Juneteenth becomes a paid holiday for Georgia state employees

Georgia Gov. Brian Kemp signed the bipartisan legislation, which expands the number of paid state holidays from 12 to 13.

New legislation in the state of Georgia now makes Juneteenth a paid holiday for state employees. 

Governor Brian Kemp signed the legislation, which had bipartisan support. The decision brings the state in alignment with the federal holiday calendar and expands paid holidays in the state from 12 to 13, according to The Atlanta Journal-Constitution

A band plays in front of the Martin Luther King Junior Center before participating in a parade to celebrate Juneteenth on June 19, 2021 in Atlanta, Georgia. New legislation in the state of Georgia now makes Juneteenth a paid holiday for state employees. (Photo: Megan Varner/Getty Images)
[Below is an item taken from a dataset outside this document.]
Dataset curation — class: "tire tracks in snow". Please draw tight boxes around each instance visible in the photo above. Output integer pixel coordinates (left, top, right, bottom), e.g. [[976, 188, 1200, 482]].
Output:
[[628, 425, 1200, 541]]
Juneteenth National Independence Day falls on a Sunday this year and will be observed on the 20th. 

The holiday, which commemorates the official end of slavery in America, was signed into law as a federal holiday in June 2021. 

“I have to say to you, I’ve only been president for several months, but I think this will go down, for me, as one of the greatest honors I will have as president,” President Joe Biden said at the White House during a signing ceremony last year, per CNN

“I regret that my grandchildren aren’t here, because this is a really, really, really important moment in our history,” Biden added. “By making Juneteenth a federal holiday, all Americans can feel the power of this day and learn from our history — and celebrate progress and grapple with the distance we’ve come [and] the distance we have to travel.”

Two of Georgia’s state holidays are floating days signed into law in observance of the confederacy. Confederate Memorial Day and Robert E. Lee’s birthday now generally float and have typically been observed on Good Friday and the day after Thanksgiving. 

Georgia law had restricted the number of state office closures to 12 legal, public holidays, so Kemp couldn’t give state employees the day off last year, despite giving Juneteenth an official designation then. The Republican opted to change the law for 2022 rather than halt another holiday’s observance.

According to The AJC report, Kemp asked Rep. Calvin Smyre of Columbus to carry the legislation, House Bill 1335, in observance of the Black Democrat’s 48 years in the Georgia state House. It was Smyre who championed the establishment of a Martin Luther King Jr. holiday in the state, celebrating the late, great native son’s birthday. 

Often referred to as this country’s “second Independence Day,” Juneteenth, which normally falls on June 19, celebrates the freedom of enslaved people in the United States at the end of the Civil War — when slaves in Galveston, Texas, were made aware that slavery had ended more than two years earlier. African American communities across the country have observed the holiday for more than 150 years before it became a federal practice.